Qian Wenjia, Wang Xiaorui, Huang Yuansheng, Kang Yu, Pan Peichen, Hsieh Chang-Yu, Hou Tingjun
College of Pharmaceutical Sciences, Zhejiang University, Hangzhou 310058, Zhejiang, China.
J Chem Inf Model. 2025 Jan 13;65(1):187-200. doi: 10.1021/acs.jcim.4c01801. Epub 2024 Dec 25.

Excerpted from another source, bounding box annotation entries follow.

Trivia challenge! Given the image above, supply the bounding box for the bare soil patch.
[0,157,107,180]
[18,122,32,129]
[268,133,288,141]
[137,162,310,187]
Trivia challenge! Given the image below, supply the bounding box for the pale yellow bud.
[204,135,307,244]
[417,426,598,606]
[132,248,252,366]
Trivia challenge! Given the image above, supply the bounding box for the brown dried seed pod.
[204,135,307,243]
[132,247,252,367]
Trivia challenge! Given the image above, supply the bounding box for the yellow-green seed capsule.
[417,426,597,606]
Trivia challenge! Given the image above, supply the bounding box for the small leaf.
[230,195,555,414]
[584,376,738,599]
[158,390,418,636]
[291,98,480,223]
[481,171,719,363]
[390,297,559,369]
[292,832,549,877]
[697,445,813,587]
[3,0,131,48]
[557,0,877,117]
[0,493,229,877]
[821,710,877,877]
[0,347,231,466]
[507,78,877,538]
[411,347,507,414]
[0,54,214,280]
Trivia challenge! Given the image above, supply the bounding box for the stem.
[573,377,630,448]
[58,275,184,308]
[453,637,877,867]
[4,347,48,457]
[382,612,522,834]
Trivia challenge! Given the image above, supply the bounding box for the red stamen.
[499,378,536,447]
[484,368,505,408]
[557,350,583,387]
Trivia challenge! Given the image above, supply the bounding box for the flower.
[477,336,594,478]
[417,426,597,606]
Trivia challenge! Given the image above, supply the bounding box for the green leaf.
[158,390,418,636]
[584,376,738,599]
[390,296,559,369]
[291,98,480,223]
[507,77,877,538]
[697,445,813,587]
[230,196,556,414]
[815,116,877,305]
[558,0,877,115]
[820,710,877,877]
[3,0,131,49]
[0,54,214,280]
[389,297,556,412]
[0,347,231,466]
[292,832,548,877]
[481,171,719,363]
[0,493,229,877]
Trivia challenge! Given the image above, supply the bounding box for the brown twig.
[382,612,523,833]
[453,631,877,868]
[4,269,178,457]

Enzymes are ubiquitous catalysts with enormous application potential in biomedicine, green chemistry, and biotechnology. However, accurately predicting whether a molecule serves as a substrate for a specific enzyme, especially for novel entities, remains a significant challenge. Compared with traditional experimental methods, computational approaches are much more resource-efficient and time-saving, but they often compromise on accuracy. To address this, we introduce the molecule-enzyme interaction (MEI) model, a novel machine learning framework designed to predict the probability that a given molecule is a substrate for a specified enzyme with high accuracy. Utilizing a comprehensive data set that encapsulates extensive information on enzymatic reactions and enzyme sequences, the MEI model seamlessly combines atomic environmental data with amino acid sequence features through an advanced attention mechanism within a hierarchical neural network. Empirical evaluations have confirmed that the MEI model outperforms the current state-of-the-art model by at least 6.7% in prediction accuracy and 8.5% in AUROC, underscoring its enhanced predictive capabilities. Additionally, the MEI model demonstrates remarkable generalization across data sets of varying qualities and sizes. This adaptability is further evidenced by its successful application in diverse areas, such as predicting interactions within the CYP450 enzyme family and achieving an outstanding accuracy of 90.5% in predicting the enzymatic breakdown of complex plastics within environmental applications. These examples illustrate the model's ability to effectively transfer knowledge from coarsely annotated enzyme databases to smaller, high-precision data sets, robustly modeling both sparse and high-quality databases. We believe that this versatility firmly establishes the MEI model as a foundational tool in enzyme research with immense potential to extend beyond its original scope.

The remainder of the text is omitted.